Thomas Arthur Schaefer
DRAWINGS PAINTINGS CORRESPONDENCES SERIALS PRINTS VOLUMES PHOTOGRAPHS SCULPTURES PERFORMANCES BLOG ABOUT CONTACT INSTAGRAM

Wednesday, September 07, 2005

All From A Little Allergy Pill

Not to much going on in Cherry Lipped land today, besides retarded apartment property managers. Nuff Said! (sorry for the Stan Lee'ism)

CLOSING COUNTDOWN: 41 DAYS

Just got off the phone with Steph prematurely, because the lines got crossed and we were entered into some sorted conversation with a girl and her man in prison. Strange shit for sure... it's funny and happens every now & again.
I'm sitting here tonight watch'n Jack Hills second film 'The Wasp Woman' and I must confess, it's pretty entertaining. While I sit and smile at the Hill'ness of the evening I'm sipping on a delicious 'Schaefer Gin Martini'. I got into a heated conversation earlier with Steph as to why I always explain to my bartenders how to prepare my martini.

Bombay Sapphire - splash of Dry Vermouth - splash of dirt - 2 olives

I begin by explaining to Steph that on too many occasions I've witnessed bartenders prepare me gin martinis without using any dry vermouth. She can not believe this and says that I must have been to some shitty bars. Unfortunately, I've had this happen at some of the nicer high-brow yuppie establishments in the ATL area. I don't go there of my own free will, but my job allows me these luxuries from time to time and so I must restate the facts. On too many occasions I have seen bartenders make a gin martini with nothing but gin and olive juice. It happens people... and it happens all to often, even when some true martini drinkers refuse to believe it. I'm here to tell the real martini drinkers in the ATL... watch out... 4 out of 5 times they will not use dry vermouth and I'm willing to test my theory with the first person who responds to this posts statement.
I will take you out and buy you 5 martinis and I guarantee they will not use dry vermouth in 4 of them. It's just a sad fact that I hate to admit, but god dammit it's true. I feel like Kevin McCarthy running down the highway in the original beginning of Invasion of the Body Snatchers... people refuse to believe what they don't want to hear. Won't you believe me!!!
Outside of drinking martinis tonight and such, I've crafted a double set of memorial correspondences to the late great Bob Denver. These postcards will mail Thursday and Friday.

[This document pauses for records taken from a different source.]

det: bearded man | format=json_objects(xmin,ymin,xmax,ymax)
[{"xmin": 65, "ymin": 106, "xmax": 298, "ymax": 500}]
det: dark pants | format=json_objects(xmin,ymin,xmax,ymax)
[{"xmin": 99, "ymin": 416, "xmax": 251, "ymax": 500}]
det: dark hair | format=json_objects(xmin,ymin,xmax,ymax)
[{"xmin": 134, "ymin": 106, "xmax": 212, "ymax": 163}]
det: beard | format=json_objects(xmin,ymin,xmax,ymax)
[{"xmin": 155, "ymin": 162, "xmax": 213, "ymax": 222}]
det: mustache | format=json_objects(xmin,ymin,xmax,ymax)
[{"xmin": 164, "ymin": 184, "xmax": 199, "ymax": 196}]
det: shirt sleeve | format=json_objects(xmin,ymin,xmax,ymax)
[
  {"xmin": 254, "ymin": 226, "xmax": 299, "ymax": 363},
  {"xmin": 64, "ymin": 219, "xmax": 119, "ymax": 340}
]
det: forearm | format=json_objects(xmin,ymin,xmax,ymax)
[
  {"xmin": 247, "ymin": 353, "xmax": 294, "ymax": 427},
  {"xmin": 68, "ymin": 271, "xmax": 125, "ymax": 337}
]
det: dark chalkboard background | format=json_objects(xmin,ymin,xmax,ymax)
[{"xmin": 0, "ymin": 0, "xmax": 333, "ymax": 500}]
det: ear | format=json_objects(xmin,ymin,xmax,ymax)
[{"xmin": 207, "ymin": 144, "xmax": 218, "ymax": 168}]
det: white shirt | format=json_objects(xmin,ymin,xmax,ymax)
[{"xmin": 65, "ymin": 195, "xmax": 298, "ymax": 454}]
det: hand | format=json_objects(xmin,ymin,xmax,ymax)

I have to new names to add to the correspondence list.

- GEIER
- NEWTON
- NOBLE


MAILING TRANSFERRAL
SEPTEMBER 7, 2005
—————
LUDWIG - KISS 02-B (postcard)

1 comment:

lindy_luna said...

[from some lame cigar afficiando site, but hey, it's right on the money]

The Perfect Dry Martini


To create the finest dry martini, you must take care in the ingredients used for the mixing and the presentation.
You begin with the finest of gins: Tanqueray Gin or Tanqueray Malacca or Bombay Sapphire Gins are considered the finest. Quality vermouth is a necessity, such as Noilly Prat Vermouth. The olive is important, it should be served cold and fresh from it's own container (I have found Los Olivos, Mamouth Olives to be consistently superior) . And, last but not least, you must have aged ice. Aged ice is ice that has been in a freezer for a minimum of 48 hours, undisturbed (aged ice is important as it melts at a much slower rate than fresh ice).

The mixing is an art and should be done with great presentation and the proper tools. This art is deeply etched in the history of gin martini making. The tools consist of a shaker or pitcher (metal or glass), a strainer, a long handle bar spoon, a plastic or ivory toothpick, a quality napkin and a quality stemware martini glass.

Place the gin and the shaker (or pitcher) in the freezer with the ice. The vermouth should refrigerated with the olives and kept cold. Once the shaker is very cold, fill half way with the aged ice. Remove the vermouth from the refrigerator and place one ounce of vermouth in the shaker. Shake well and then strain the vermouth from the shaker and discard (This will coat the ice with just right amount of vermouth for a dry martini). Return the shaker to the freezer. Remove the jar of olives from the refrigerator and place two on a plastic or ivory toothpick (wood imparts flavor and should not be used) and set aside. Remove the shaker and gin from the freezer and pour four ounces of gin into the shaker. Shake well for ten seconds and remove the frozen stemmed glass from the freezer and strain the contents of the shaker into the frozen glass. Serve immediately! Placed on a napkin, with the olive being set next to the glass, not in the glass (the olive should not be placed in the glass as it may impart a brine flavor to the gin.

The martini is best when it is very cold. The drink is designed to be drank within a short period of time. After a few minutes, it begins to warm and becomes "stronger" to drink.